Robert Tanitch reviews Dogfight at Southwark Playhouse, London SE1
Dogfight was initially a film starring River Phoenix and Lily Taylor, directed by Nancy Savoca. It did not do well either critically or commercially in 1991. Twenty years on the movie has been turned into an Off-Broadway musical by Peter Buchan with music and lyrics by Ben J Pasek and Justin Paul and it has won a number of awards.
The story is set in 1963. On their last night in San Francisco, before they are dispatched to the war in Vietnam, three 18-year-old macho marines decide to have a good time, get laid and tattooed.
The boys, cruel, heartless creeps, also decide to participate in a long-held marine tradition, which is to see who can come up with the ugliest date and win a $50 bet. The last time I something with a similar unpleasant premise was Neil LaBute’s 1997 film, In the Company of Men.
The naive and sensitive waitress (Laura Jane Matthewson), however, rises to the occasion and tells the boys in no uncertain terms what she thinks of them and as you might expect, she gets a very loud round of applause from the Southwark audience.
The scene, which everybody remembers, is the dinner in a posh restaurant when she gives the marine (Jamie Muscato) a lesson in good manners, parodying the way he talks as she orders a meal, swearing all the while, and asking for “a f***ing poached salmon, a son of a bitching rice, a dirty bastard salad with a Roquefort shit-load of dressing.”
Matt Ryan directs. The major flaw is that the lyrics are not always audible.
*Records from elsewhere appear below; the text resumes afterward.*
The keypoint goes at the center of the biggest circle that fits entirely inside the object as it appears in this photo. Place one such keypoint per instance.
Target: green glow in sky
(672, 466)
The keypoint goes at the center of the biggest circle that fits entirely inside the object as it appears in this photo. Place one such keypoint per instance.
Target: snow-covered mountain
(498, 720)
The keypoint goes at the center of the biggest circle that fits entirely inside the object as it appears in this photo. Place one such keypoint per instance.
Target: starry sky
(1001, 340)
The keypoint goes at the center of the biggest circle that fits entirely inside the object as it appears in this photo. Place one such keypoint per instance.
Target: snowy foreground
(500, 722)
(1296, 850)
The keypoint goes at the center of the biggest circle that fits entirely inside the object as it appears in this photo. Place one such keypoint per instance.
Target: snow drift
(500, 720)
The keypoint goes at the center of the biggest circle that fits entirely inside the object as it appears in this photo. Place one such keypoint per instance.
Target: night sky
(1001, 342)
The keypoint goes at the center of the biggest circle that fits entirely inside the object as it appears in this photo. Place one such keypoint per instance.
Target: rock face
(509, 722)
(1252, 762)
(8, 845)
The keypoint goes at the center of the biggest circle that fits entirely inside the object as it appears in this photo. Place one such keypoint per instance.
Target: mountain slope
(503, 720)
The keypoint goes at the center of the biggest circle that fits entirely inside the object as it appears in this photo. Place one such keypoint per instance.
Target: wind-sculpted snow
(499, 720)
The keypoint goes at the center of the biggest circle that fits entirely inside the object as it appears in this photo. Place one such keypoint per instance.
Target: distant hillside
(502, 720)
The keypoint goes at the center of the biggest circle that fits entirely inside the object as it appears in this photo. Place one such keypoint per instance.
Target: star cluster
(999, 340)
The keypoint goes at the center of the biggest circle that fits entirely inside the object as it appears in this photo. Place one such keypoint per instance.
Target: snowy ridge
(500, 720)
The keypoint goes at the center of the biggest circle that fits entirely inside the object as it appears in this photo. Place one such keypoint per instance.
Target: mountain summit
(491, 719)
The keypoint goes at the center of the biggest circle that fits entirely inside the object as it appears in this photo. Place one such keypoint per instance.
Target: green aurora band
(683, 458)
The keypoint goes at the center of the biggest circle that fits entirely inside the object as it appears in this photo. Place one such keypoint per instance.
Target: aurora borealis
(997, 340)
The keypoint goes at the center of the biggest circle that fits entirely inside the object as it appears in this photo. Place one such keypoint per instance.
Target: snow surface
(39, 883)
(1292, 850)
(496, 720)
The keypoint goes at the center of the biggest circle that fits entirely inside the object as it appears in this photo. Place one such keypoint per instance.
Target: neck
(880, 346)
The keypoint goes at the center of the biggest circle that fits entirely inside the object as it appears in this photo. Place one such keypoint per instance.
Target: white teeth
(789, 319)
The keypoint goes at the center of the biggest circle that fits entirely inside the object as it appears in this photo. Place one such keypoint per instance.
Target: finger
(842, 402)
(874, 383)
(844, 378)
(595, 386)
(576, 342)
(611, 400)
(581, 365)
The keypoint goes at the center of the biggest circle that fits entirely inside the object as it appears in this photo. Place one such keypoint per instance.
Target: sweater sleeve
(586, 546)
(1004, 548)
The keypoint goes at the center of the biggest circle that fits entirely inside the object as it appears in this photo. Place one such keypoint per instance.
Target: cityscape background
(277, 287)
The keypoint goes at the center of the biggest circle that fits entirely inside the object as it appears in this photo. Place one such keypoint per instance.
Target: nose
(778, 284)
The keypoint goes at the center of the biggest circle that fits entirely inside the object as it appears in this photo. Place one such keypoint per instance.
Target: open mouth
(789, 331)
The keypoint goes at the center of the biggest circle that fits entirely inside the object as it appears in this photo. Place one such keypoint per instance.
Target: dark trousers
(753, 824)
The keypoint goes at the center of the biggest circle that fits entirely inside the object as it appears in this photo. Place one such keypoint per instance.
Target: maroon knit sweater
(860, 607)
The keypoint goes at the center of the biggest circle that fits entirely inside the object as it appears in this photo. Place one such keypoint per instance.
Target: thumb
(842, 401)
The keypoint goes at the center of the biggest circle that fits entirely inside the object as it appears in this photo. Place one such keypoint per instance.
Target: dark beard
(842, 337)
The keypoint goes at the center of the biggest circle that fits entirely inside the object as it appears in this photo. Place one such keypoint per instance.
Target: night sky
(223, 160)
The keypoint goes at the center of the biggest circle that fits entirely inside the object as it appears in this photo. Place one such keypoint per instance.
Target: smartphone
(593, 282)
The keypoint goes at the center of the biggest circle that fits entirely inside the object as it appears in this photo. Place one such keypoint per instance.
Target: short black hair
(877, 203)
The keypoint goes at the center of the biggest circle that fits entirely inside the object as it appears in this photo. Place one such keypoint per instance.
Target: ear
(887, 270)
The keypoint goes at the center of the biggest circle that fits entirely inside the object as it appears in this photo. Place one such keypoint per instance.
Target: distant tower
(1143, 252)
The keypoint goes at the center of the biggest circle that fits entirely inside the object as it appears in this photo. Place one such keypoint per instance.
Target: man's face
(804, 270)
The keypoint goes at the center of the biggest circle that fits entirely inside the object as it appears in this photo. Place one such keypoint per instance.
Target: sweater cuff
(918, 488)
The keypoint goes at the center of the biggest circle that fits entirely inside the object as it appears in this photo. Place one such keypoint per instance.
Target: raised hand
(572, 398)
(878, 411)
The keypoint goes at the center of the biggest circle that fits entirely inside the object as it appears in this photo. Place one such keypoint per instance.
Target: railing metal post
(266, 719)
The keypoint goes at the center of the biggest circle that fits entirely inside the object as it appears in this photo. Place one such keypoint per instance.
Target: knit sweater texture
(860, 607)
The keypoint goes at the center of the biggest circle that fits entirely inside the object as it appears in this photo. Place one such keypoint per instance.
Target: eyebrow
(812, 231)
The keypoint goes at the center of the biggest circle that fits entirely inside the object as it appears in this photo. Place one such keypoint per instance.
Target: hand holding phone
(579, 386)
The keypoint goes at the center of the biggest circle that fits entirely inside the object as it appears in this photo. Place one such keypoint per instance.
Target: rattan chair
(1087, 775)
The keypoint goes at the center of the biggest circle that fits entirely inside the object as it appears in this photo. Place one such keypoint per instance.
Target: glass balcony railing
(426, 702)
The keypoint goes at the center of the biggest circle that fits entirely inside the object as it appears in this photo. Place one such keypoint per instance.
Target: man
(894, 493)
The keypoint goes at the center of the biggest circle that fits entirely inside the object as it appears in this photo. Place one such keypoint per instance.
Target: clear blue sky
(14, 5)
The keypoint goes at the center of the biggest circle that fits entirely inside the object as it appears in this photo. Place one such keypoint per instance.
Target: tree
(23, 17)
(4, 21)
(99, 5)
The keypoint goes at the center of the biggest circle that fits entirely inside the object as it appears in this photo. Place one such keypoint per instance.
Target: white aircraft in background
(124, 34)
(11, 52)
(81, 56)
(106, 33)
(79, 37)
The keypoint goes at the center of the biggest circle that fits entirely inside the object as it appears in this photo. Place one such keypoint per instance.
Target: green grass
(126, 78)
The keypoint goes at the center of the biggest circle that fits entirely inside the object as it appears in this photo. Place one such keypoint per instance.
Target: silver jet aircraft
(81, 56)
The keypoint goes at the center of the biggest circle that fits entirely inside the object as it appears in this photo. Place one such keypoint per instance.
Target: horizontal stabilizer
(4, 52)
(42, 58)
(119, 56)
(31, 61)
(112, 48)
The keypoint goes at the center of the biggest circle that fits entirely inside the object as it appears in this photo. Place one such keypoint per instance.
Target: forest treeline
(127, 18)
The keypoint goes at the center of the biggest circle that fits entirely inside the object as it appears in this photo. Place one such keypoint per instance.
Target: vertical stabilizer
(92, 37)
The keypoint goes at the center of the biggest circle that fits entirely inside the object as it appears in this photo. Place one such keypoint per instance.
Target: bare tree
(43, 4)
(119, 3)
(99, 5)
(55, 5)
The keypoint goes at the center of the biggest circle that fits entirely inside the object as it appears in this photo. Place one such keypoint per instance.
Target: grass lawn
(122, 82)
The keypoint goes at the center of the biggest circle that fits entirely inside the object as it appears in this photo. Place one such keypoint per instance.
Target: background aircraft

Muscato is convincing and his solo song, Come Back, is impressive; but despite the fact that the marine quickly regrets his actions and tries very hard to make it up to the waitress, Dogfight will still leave many people feeling uncomfortable.
Matthewson is too pretty but she sings very nicely, especially Pretty Funny (gosh, gosh, gosh); and you would never guess from the confident way she holds the stage that this is her professional London debut.